Wysłany:
2024-06-16, 1:20
, ID:
6693087
17
Zgłoś
Rozpisze Wam to w czasie, proszę skupić się na prawym rogu ekranu ;
10 sekunda nagrania, kiedy chłopaczek za barem chlapie się z kolesiem w białej koszulce polo i czapeczce, obok stoi koleś szczupły w czarnej koszulce, oni nie są bohaterami zadźgania, nie, nie.

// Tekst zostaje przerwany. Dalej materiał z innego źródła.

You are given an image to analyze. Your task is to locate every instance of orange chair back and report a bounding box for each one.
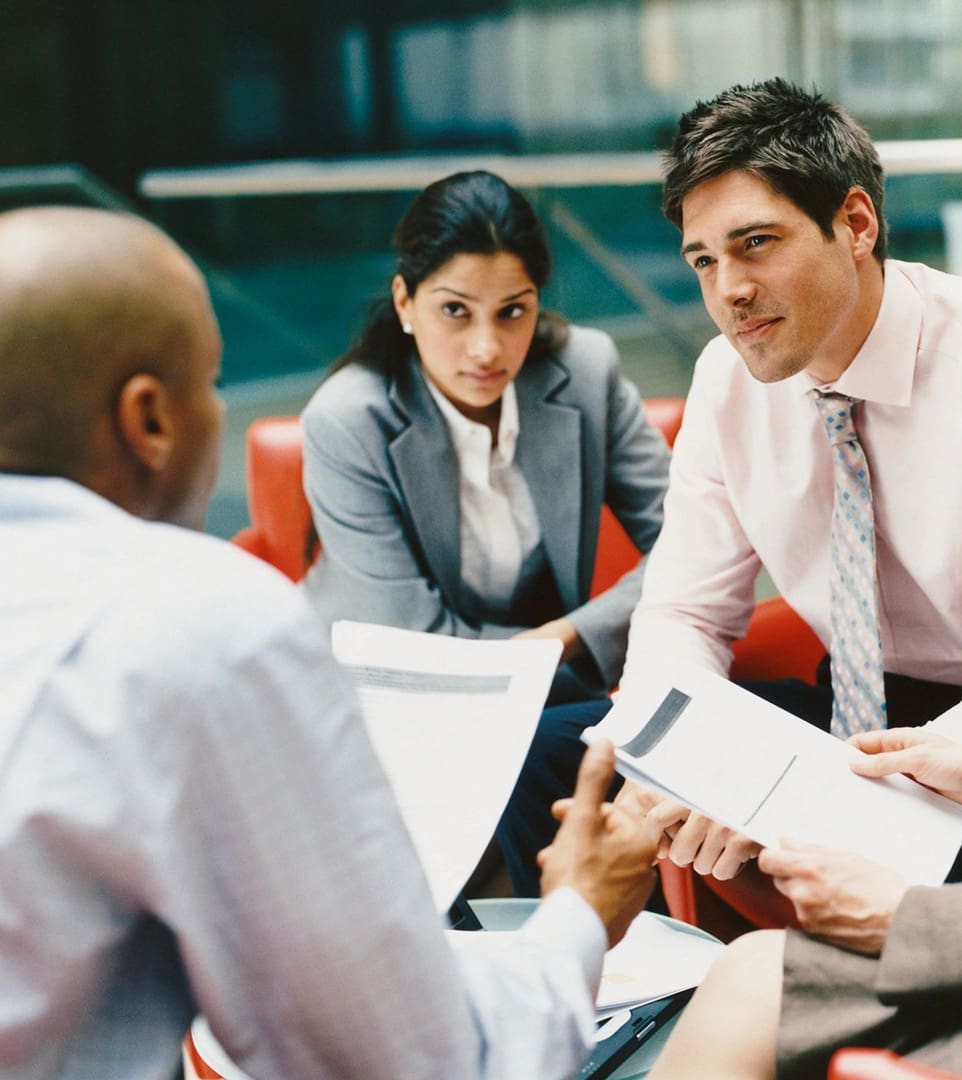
[233,416,311,581]
[827,1047,960,1080]
[233,397,685,596]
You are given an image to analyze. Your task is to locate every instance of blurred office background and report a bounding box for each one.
[0,0,962,536]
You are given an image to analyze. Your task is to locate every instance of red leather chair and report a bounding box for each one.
[233,397,685,595]
[592,397,825,941]
[234,397,824,941]
[827,1047,960,1080]
[233,416,312,581]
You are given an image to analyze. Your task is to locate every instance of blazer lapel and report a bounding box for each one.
[515,360,582,611]
[388,357,461,606]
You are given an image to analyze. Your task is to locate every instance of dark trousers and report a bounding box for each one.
[496,656,962,896]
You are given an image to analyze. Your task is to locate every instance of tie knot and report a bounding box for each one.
[815,390,858,446]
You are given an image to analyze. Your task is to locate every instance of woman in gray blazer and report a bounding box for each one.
[302,172,668,701]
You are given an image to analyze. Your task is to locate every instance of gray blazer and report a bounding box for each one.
[777,885,962,1080]
[302,326,668,688]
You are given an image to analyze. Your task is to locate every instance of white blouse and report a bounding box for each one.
[425,378,541,607]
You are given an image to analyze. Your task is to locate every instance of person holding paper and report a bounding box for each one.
[302,171,668,703]
[650,728,962,1080]
[521,79,962,878]
[0,207,654,1080]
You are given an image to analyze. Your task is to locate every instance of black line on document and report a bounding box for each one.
[619,687,691,757]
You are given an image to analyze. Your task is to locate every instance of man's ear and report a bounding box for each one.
[116,373,174,473]
[837,188,879,261]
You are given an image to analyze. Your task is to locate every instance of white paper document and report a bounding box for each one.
[331,622,561,913]
[597,912,724,1017]
[584,662,962,885]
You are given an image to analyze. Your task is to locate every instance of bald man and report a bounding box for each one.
[0,208,654,1080]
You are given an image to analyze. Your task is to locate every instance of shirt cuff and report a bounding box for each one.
[523,886,608,996]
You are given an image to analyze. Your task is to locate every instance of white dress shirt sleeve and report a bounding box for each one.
[133,574,605,1080]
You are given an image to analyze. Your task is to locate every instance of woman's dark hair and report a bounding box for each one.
[329,170,567,375]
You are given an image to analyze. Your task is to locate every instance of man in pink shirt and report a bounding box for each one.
[496,79,962,894]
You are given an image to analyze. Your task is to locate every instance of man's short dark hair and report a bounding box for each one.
[662,79,888,262]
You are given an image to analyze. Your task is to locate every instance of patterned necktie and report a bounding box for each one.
[816,392,886,739]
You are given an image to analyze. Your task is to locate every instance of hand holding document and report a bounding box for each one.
[584,661,962,885]
[331,622,561,913]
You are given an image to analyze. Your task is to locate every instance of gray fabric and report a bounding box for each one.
[303,326,668,687]
[777,886,962,1080]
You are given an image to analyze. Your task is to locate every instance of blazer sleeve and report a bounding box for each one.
[567,356,670,689]
[302,387,524,638]
[876,885,962,1005]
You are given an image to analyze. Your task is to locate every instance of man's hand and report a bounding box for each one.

12 i 13 sekunda nagrania, kluczowa akcja, chłopaczek zza baru wychyla się próbując dosięgnąć i dziabnąć kolesia w białym polo, wtedy pojawia się i trafia go odpowiedź naszego głównego bohatera w szarej koszulce, trafna i obstawiam, że śmiertelna kosa gdzieś pod prawy obojczyk, pod prawe ramię tzw pod pachę, jak długie ostrze to i płuco przebił, marne szanse na przeżycie.
W 30 sekundzie zabójca ukazuje się nam w całej okazałości, po minucie paraduje wśród swoich kolesi, odciąga typa w czapeczce i białej koszulce polo, gestykuluje i wykłóca się z barmanką.
Później tłumaczy coś typowi w czerwonej koszulce przy stoliku, a następnie wsiada na motor gotowy do odjazdu. Nie znam się, ale myślę, że chłopaczkowi zza baru po prostu się zmarło. Dobry tytuł ; kto nożem wojuje ten od noża ginie.